First load from memory, if not, the open thread fetches from SD card or network. Note that fetching images from SD card is performed in the child thread, otherwise it will not be smooth enough for fast scrolling screen. This is optimization 1. At the same time, there is an busy variable in adapter, which indicates whether the listview is in the sliding state. If the listview is in the sliding state, the image will only be fetched from the memory. If not, there is no need to open the thread to fetch the image from the external storage or network.

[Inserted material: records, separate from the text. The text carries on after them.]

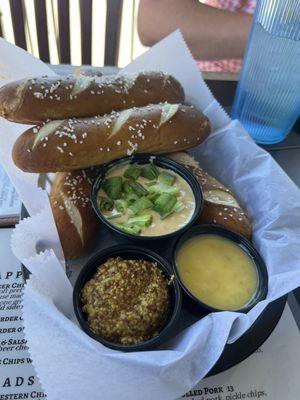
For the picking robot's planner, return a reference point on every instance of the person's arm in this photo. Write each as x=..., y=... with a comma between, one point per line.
x=210, y=33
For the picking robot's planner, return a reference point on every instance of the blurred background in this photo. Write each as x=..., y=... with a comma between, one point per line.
x=96, y=32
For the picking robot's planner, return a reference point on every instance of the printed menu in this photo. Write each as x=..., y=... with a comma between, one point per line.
x=271, y=373
x=17, y=376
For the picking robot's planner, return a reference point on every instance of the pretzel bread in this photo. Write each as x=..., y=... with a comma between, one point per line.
x=73, y=213
x=35, y=100
x=81, y=143
x=220, y=204
x=87, y=71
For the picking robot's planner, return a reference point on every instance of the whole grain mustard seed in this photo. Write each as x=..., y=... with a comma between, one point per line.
x=126, y=301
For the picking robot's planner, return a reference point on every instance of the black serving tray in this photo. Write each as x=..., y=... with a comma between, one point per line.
x=233, y=353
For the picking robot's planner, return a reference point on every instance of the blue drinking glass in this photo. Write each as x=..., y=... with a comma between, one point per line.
x=267, y=101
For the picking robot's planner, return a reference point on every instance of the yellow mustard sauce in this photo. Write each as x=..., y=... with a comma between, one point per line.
x=158, y=227
x=217, y=272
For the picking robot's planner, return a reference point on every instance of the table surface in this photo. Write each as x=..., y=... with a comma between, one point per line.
x=286, y=153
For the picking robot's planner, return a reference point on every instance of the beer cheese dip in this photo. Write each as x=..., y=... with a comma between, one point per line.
x=217, y=272
x=146, y=200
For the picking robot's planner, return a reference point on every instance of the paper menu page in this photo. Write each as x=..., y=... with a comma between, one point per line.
x=10, y=204
x=17, y=376
x=271, y=373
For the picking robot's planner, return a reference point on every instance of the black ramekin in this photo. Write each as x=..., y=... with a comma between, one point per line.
x=246, y=245
x=159, y=161
x=135, y=253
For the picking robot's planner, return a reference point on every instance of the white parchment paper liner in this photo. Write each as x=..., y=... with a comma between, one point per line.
x=72, y=366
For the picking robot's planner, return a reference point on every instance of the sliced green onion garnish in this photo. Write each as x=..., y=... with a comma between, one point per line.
x=166, y=179
x=141, y=220
x=130, y=198
x=117, y=215
x=132, y=172
x=179, y=206
x=141, y=204
x=151, y=183
x=149, y=171
x=153, y=196
x=164, y=203
x=113, y=187
x=104, y=203
x=121, y=205
x=133, y=229
x=134, y=187
x=159, y=188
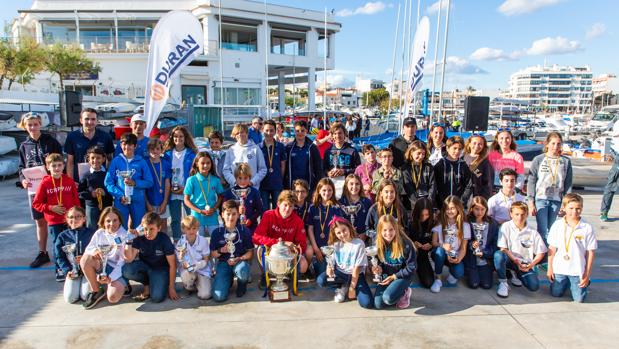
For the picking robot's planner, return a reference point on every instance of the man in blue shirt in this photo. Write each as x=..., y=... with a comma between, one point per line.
x=138, y=126
x=78, y=142
x=255, y=130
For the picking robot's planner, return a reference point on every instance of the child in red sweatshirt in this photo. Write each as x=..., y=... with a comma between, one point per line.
x=56, y=194
x=282, y=223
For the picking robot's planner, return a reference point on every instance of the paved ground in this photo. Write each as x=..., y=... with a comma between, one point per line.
x=33, y=314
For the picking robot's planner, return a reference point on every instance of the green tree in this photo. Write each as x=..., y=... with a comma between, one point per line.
x=64, y=61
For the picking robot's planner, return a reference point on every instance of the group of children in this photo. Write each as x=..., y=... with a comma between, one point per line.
x=405, y=218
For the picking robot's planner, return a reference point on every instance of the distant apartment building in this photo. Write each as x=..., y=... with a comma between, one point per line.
x=554, y=88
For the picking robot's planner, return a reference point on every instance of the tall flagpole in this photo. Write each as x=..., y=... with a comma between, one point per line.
x=395, y=47
x=440, y=102
x=438, y=30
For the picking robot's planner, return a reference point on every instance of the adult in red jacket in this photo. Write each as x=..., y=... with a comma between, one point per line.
x=282, y=223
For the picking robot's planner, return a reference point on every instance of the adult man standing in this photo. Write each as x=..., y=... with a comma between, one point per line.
x=138, y=126
x=255, y=131
x=79, y=141
x=400, y=144
x=613, y=176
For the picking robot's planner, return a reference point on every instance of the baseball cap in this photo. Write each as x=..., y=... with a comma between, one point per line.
x=138, y=117
x=410, y=121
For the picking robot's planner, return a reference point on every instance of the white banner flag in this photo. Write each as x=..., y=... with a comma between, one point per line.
x=176, y=41
x=415, y=68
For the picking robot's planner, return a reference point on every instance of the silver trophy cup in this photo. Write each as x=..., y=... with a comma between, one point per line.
x=70, y=249
x=372, y=252
x=241, y=194
x=128, y=188
x=478, y=229
x=230, y=236
x=351, y=211
x=328, y=252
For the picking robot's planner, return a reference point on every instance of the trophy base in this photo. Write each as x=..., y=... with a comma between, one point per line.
x=279, y=296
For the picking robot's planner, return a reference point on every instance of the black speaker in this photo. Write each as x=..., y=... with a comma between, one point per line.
x=476, y=113
x=70, y=108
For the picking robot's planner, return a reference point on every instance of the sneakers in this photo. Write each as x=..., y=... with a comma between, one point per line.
x=60, y=276
x=405, y=301
x=40, y=259
x=436, y=286
x=515, y=281
x=93, y=298
x=340, y=294
x=503, y=289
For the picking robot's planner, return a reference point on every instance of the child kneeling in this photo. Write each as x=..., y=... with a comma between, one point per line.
x=231, y=261
x=521, y=249
x=350, y=262
x=193, y=259
x=156, y=267
x=570, y=257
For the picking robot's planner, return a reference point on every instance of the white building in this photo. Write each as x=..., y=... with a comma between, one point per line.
x=117, y=35
x=557, y=88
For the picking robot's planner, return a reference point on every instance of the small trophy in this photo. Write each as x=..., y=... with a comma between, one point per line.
x=181, y=247
x=230, y=236
x=105, y=248
x=128, y=188
x=241, y=194
x=69, y=249
x=451, y=238
x=176, y=179
x=328, y=251
x=479, y=228
x=526, y=244
x=372, y=251
x=351, y=210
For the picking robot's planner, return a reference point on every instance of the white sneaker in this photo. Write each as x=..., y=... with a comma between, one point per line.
x=515, y=281
x=503, y=289
x=340, y=295
x=436, y=286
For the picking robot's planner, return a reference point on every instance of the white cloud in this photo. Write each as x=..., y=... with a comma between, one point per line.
x=369, y=8
x=596, y=30
x=434, y=7
x=518, y=7
x=553, y=46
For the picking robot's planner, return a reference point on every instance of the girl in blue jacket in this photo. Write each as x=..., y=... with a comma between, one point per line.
x=479, y=261
x=180, y=150
x=396, y=264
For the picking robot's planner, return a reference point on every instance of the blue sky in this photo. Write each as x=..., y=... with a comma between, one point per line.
x=488, y=39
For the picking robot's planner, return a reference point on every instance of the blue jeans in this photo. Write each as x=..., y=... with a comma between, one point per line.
x=158, y=280
x=92, y=217
x=546, y=215
x=562, y=282
x=480, y=276
x=611, y=185
x=439, y=256
x=54, y=232
x=362, y=291
x=269, y=198
x=223, y=279
x=176, y=214
x=390, y=294
x=502, y=263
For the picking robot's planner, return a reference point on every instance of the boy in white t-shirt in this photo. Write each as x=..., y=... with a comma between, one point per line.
x=521, y=249
x=499, y=204
x=571, y=245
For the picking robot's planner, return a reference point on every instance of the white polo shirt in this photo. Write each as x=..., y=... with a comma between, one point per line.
x=579, y=240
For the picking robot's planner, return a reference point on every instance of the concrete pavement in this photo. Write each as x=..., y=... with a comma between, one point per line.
x=34, y=315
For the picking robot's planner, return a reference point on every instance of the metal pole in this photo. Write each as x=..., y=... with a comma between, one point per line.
x=438, y=30
x=440, y=102
x=395, y=47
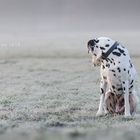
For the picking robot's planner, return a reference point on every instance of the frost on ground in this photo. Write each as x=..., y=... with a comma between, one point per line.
x=56, y=98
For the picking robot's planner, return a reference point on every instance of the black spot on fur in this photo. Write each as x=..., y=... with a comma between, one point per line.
x=113, y=70
x=105, y=77
x=112, y=59
x=102, y=91
x=113, y=86
x=116, y=53
x=128, y=71
x=107, y=45
x=103, y=67
x=114, y=75
x=97, y=41
x=91, y=42
x=119, y=70
x=131, y=82
x=102, y=48
x=130, y=87
x=121, y=51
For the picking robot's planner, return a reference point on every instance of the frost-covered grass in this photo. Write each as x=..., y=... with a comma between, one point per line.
x=56, y=98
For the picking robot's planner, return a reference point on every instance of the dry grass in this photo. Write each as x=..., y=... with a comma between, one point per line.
x=56, y=98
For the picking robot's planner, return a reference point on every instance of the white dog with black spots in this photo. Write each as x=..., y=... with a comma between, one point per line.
x=118, y=74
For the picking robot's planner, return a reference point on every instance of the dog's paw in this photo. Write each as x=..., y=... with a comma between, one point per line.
x=99, y=114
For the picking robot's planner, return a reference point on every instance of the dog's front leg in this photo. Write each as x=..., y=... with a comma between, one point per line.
x=126, y=100
x=100, y=111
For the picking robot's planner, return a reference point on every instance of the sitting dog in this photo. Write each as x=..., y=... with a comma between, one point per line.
x=118, y=76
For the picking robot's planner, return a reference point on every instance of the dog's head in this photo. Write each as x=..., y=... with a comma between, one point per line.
x=96, y=48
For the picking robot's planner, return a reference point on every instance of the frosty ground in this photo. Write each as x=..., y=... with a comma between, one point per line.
x=56, y=97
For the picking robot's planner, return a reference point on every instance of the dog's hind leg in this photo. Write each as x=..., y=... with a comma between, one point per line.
x=103, y=86
x=126, y=99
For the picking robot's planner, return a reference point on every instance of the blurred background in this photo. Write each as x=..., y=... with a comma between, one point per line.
x=65, y=24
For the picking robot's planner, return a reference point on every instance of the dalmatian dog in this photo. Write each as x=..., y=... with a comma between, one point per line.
x=118, y=75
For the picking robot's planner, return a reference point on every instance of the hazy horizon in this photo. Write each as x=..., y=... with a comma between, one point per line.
x=46, y=16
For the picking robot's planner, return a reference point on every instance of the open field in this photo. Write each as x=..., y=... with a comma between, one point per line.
x=56, y=97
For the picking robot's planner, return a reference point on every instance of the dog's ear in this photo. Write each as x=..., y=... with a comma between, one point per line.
x=90, y=45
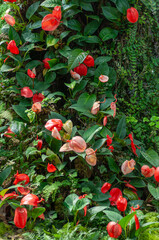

The thread in ImageLoader uses the thread pool, so as to avoid the multiple threads to create and destroy frequently, some children every time always new1 thread to execute this is very undesirable, good 1 point with the AsyncTask class, in fact, the internal is also used to thread pool. When getting a picture from the network, first save it to sd card, and then load it into memory. The advantage of this is that you can do a compression processing when loading into memory, to reduce the memory of the picture, which is optimization 3.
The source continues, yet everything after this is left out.